Not on this at least. Wittgenstein is alluding to Frege on logical syntax. From Tractatus:"Frege says that any legitimately constructed proposition must have a sense. I say that any proposition is legitimately constructed". Laws of syntax are similar in form to ethical laws: thou shalt not (form such and such sentences). Wittgenstein's response in both cases is "and what if I do?" Frege attempted to justify syntactic rules ("laws of logic") by appealing to other laws of logic, so did Russell with his type theory to avoid contradictions of self-reference. Wittgenstein rejects this idea as "clearly" wrong. As Bearn explains in Waking to Wonder:
"If the combination of signs is nonsense then we don't need a law to tell us that we should not combine the signs in this way. What we need is a logical syntax that makes logical structure, which is already there, clear. Logic must take care of itself... According to Wittgenstein, the so-called laws of logic are built into unspeakable structure of logical space... They are manifest in the fact that some combinations of signs and not others make sense. Russell misconstrued the task of logic as the installation of rules obedience to which would keep our propositions within the realm of sense.

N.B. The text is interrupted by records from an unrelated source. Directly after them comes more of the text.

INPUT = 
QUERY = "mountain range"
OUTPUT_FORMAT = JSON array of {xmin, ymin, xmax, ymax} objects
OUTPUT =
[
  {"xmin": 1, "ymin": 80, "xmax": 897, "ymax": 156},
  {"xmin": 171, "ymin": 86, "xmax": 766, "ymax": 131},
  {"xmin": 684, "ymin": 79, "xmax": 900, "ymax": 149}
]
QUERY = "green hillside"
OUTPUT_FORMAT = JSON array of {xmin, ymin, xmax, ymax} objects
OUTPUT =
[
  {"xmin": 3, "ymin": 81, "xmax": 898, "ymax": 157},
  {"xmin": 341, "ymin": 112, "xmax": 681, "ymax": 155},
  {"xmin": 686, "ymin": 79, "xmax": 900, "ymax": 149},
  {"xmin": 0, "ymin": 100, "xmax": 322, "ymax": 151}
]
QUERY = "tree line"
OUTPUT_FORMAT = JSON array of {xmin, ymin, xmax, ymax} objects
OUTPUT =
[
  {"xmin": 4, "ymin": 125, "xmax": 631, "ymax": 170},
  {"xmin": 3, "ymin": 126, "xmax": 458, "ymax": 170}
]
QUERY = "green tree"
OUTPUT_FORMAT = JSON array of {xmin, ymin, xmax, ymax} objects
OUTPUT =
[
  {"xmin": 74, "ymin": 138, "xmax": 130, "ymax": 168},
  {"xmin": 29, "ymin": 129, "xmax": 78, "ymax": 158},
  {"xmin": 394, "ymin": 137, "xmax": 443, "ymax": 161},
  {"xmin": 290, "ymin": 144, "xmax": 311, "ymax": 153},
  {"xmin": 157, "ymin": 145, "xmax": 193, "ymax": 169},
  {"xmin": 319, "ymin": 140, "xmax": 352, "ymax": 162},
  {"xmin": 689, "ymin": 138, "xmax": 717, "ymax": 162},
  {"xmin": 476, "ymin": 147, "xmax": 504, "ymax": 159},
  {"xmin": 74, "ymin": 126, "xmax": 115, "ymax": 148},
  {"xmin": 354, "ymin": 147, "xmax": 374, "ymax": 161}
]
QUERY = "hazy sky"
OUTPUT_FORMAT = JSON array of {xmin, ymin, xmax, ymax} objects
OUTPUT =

The theory of types was of precisely this nature. Moralists make the same error. They attempt to construct a set of moral rules obedience to which will give our lives meaning."
In other words, Wittgenstein favors unified logic that fuses language, meta-language, meta-meta-language, etc., and has a single set of "logical laws" that function synthetically, not formally, "one is enough". As Russell pointed out in another context, such a view would make mathematical logic "impossible".
Here is Friedman's characterization of the Tractatus from Logical Truth and Analyticity in Carnap's "Logical Syntax of Language" (p.85) more generally:
"For Wittgenstein, there can be only one language the single interconnected system of propositions within which everything that can be said must ultimately find a place; and there is no way to get "outside" this system so as to state or describe its logical structure: there can be no syntactic metalanguage. Hence logic and all "formal concepts" must remain ineffable in the Tractatus... Of course, the Tractatus is itself quite clear on the restricted scope of its conception of logic and mathematics in comparison with Frege's (and Russell's) conception. Wittgenstein's response to this difficulty is also all too clear: so much the worse for classical mathematics and set theory".
As for Wittgenstein's relation to Gödel's incompleteness, his "notorious paragraph" shows, depending on one's point of view, that he either misunderstood it, or concluded that it has nothing philosophically valuable to say. Either way he would not have been anticipating it. Essentially, he rejects a premise of Gödel's proofs, that "truth" can be interpreted as distinct from "provability", which renders completeness issues moot:
"Just as we ask: “‘provable’ in what system?”, so we must also ask: “‘true’ in what system?” ‘True in Russell’s system’ means, as was said: proved in Russell’s system; and ‘false in Russell’s system’ means: the opposite has been proved in Russell’s system... If you assume that the proposition is provable in Russell’s system, that means it is true in the Russell sense, and the interpretation “P is not provable” again has to be given up.".